Linking to the actual blocked page is important. We could have described the content of the page, but we believe that this would not have been sufficient to let Australians make up their own mind about whether the current or proposed censorship regimes are appropriate. We responded directly to comments by the Minister and others in the current debate that material on the ACMA blacklist is 'illegal' material, and that the proposed filter will not block any political speech. The images on the linked page, being R18+ rated political speech, clearly demonstrate that both of these claims are false. While they may be offensive, they are political in nature and they are certainly not illegal to possess. No amount of textual description would have been as effective at demonstrating this point.

What does this mean?

We believe we may have a colourable claim under the implied freedom of political communication. Clause 121(1) of Schedule 7 of the Broadcasting Services Act 1992 (Cth) (BSA) explicitly provides that the takedown scheme "does not apply to the extent (if any) that it would infringe any constitutional doctrine of implied freedom of political communication."

The High Court considered the scope of the implied guarantee of political speech in a series of cases in the 1990s. The test developed in Lange v ABC means that laws that laws that "effectively burden freedom of communication about governmental or political matters, either in its terms, operation or effect" must be "reasonably appropriate and adapted to serve a legitimate end", the fulfillment of which is compatible with the constitution.

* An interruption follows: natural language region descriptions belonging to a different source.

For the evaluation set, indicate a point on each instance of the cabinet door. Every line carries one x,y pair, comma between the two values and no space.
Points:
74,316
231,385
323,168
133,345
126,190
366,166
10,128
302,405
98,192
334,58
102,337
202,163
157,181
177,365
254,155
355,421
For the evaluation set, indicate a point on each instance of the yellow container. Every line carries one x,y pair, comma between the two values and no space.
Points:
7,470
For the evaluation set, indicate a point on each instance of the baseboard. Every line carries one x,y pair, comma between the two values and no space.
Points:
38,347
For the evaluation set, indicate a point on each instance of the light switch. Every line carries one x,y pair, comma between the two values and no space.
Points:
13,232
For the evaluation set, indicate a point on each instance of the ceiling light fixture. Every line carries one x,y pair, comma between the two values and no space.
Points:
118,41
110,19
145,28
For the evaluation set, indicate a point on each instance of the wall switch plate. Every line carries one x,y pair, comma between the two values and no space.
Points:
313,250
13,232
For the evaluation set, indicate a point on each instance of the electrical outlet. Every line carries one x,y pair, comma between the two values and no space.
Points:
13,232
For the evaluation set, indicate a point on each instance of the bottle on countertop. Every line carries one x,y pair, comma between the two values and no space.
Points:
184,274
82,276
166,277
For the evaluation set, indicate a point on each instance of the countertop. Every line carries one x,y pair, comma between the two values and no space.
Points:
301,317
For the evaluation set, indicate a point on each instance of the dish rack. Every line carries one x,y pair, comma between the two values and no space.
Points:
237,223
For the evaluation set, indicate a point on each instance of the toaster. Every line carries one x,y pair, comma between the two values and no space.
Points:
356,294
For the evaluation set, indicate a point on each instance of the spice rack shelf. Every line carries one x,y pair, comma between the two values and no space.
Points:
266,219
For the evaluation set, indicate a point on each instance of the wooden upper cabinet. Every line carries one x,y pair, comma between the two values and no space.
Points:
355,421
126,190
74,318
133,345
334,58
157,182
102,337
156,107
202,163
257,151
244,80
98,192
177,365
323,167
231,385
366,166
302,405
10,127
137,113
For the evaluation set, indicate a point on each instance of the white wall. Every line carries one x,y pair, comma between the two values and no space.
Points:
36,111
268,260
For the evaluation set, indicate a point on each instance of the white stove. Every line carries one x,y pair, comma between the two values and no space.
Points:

It is apparent that Schedule 7 of the BSA "effectively burden[s] freedom of communication about governmental or political matters", as demonstrated by this takedown notice. We might be able to assume that Schedule 7 of the BSA generally serves a legitimate purpose. However, whether it is 'reasonably appropriate and adapted' to that purpose is not clear. In Levy v Victoria, a restriction on protests against duck hunting was appropriate because it was adapted to avoid physical harm to members of the public in hunting areas. This is not such a case. Any potential harm of somebody finding the publicly available R18+ rated images through a link on our website would seem to be far outweighed by the detrimental effect that the takedown notice has on our ability to engage in informed debate about the legitimate scope of our current and proposed censorship regimes.

All this is complicated by the fact that EFA cannot directly appeal this decision. Because EFA does not host its own websites, our provider is the "links service provider" within the meaning of Schedule 7. Under cl 113(5), an application can be made for a review to the Administrative Appeals Tribunal, but it "may only be made by the links service provider concerned" (cl 113(6)).

We are currently investigating potential means of appealing this decision. As Colin already mentioned, this is certainly a worrying example of the dangers of Australia's current and proposed censorship regimes.

Edit: Changed 'OFLC site' to 'Classification Board's site'.

15 comments

  1. I think you are convolution the situation.

    The images on the website are what got it the 18+ rating, not the political content.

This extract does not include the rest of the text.